Stastny ¹⁹ reported the first associations of rheumatoid arthritis (RA) with HLA class II alleles in the 1970s. This was done using cellular²⁸ and antibody reagents²⁹ that are no longer routinely used for HLA typing; however, as discussed earlier, the nomenclature for HLA alleles still derives from these early typing methods. The DRB1*0401 allele (corresponding to the “Dw4” type in Stastny’s original report²⁸) was the first HLA polymorphism to be associated with RA. Numerous studies have generally confirmed that this allele is the most strongly associated with RA, at least in white populations.³⁰^–³² However, several other HLA-DRB1 alleles have also been associated with RA, although the strength of these associations varies.^31,^33,³⁴ In some ethnic groups, RA is not associated with HLA-DR4 alleles, but rather with HLA-DR1³⁵ or HLA-DR10.³⁶ Experts now widely accept that the following alleles are the major contributors to RA risk at the DRB1 locus: DRB1*0401, -0404, -0405, -0101, and -1001. In addition, minor variants of these alleles and others (e.g., DRB1*1402³⁷) may also contribute to susceptibility and DRB1*0901 is a susceptibility allele in Asians, where this allele is common.³⁸ Most of these risk alleles share a common sequence, as shown in Table 21-5. This consensus amino acid sequence 70Q or K-R-R-A-A74 has been termed the shared epitope.³⁹ This structural feature is located on the α-helical portion of the DRβ chain in a position where it may influence both peptide binding and T cell receptor interactions with the DRB1 molecule. (In the case of the DRB1*1001 risk allele, one amino acid varies from this consensus by a conservative change, with an R at position 70, as does DRB1*0901, which is commonly associated with RA in Asian populations) (Table 21-6).

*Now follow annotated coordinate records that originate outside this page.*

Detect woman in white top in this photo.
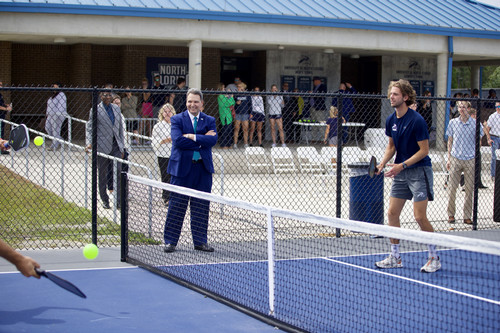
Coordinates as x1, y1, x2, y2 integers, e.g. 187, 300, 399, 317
250, 87, 266, 147
266, 84, 286, 147
152, 103, 175, 205
45, 83, 68, 150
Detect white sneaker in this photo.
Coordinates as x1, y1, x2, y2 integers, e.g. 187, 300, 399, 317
420, 257, 441, 273
375, 254, 403, 268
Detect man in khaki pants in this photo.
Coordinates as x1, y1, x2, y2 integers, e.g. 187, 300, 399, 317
446, 101, 483, 224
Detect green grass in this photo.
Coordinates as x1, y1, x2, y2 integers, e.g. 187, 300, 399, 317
0, 166, 120, 249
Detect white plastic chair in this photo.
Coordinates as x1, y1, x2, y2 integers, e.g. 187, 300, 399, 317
297, 147, 324, 173
321, 147, 337, 171
271, 147, 296, 174
245, 147, 271, 173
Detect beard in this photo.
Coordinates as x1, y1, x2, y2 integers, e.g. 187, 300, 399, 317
391, 101, 405, 109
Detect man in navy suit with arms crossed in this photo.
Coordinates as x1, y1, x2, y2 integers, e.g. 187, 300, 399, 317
164, 89, 217, 252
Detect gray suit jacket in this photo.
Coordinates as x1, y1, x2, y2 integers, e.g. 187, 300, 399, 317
86, 102, 124, 154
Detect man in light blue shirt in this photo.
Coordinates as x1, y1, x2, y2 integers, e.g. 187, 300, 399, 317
446, 101, 483, 224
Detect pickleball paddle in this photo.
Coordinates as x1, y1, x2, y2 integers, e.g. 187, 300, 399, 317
5, 124, 30, 151
35, 268, 87, 298
368, 156, 378, 178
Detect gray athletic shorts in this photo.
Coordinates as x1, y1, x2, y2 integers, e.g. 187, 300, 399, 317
391, 166, 434, 202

Table 21-5 Amino Acid Substitutions That Compose the Shared Epitope at Positions 70 through 74 of DRB1 Alleles Associated with Rheumatoid Arthritis

Table 21-6 Genotype Relative Risks of DRB1 Genotypes for Rheumatoid Arthritis

DRB1 Genotype	Relative Risk	P Value
0101/DRX	2.3	10⁻³
0401/DRX	4.7	10⁻¹²
0404/DRX	5	10⁻⁹
0101/0401	6.4	10⁻⁴
0401/0404	31.3	10⁻³³

From Hall FC, Weeks DE, Camilleri JP, et al: Influence of the HLA-DRB1 locus on susceptibility and severity in rheumatoid arthritis, Q J Med 89:821-829, 1996.

A number of different hypotheses have been advanced to explain the shared epitope association with RA.^40,⁴¹ Two of these follow directly from knowledge about the role of HLA molecules in antigen presentation and immune regulation. Thus it has been suggested that a particular peptide antigen, or set of related antigens, may be involved in the initiation or propagation of RA, and that shared epitope positive DRB1 alleles possess a unique, or enhanced, ability to bind or present these peptides to the immune system.⁴⁰ It has been difficult to address this hypothesis directly because the identity of these putative disease-causing peptide antigens is unknown. In view of the strong association of the shared epitope alleles with anti-CCP antibodies,⁴² it is of interest that citrullinated peptides may have a particular affinity for DRB1*0401 alleles.⁴³ A second major hypothesis posits that these risk alleles regulate the formation of the peripheral T cell repertoire, by acting to select for particular T cell receptors during thymic selection.⁴¹ There is elegant experimental evidence in humans to support a role for DR4 alleles in shaping the peripheral T cell repertoire.⁴⁴ However, it is unclear whether this effect on the TCR repertoire is really related to disease susceptibility. Researchers have proposed a number of other interesting hypotheses, involving molecular mimicry,^45,⁴⁶ allele specific differences in intracellular trafficking,⁴⁷ and regulation of nitric oxide production,⁴⁸ but these require further experimental confirmation.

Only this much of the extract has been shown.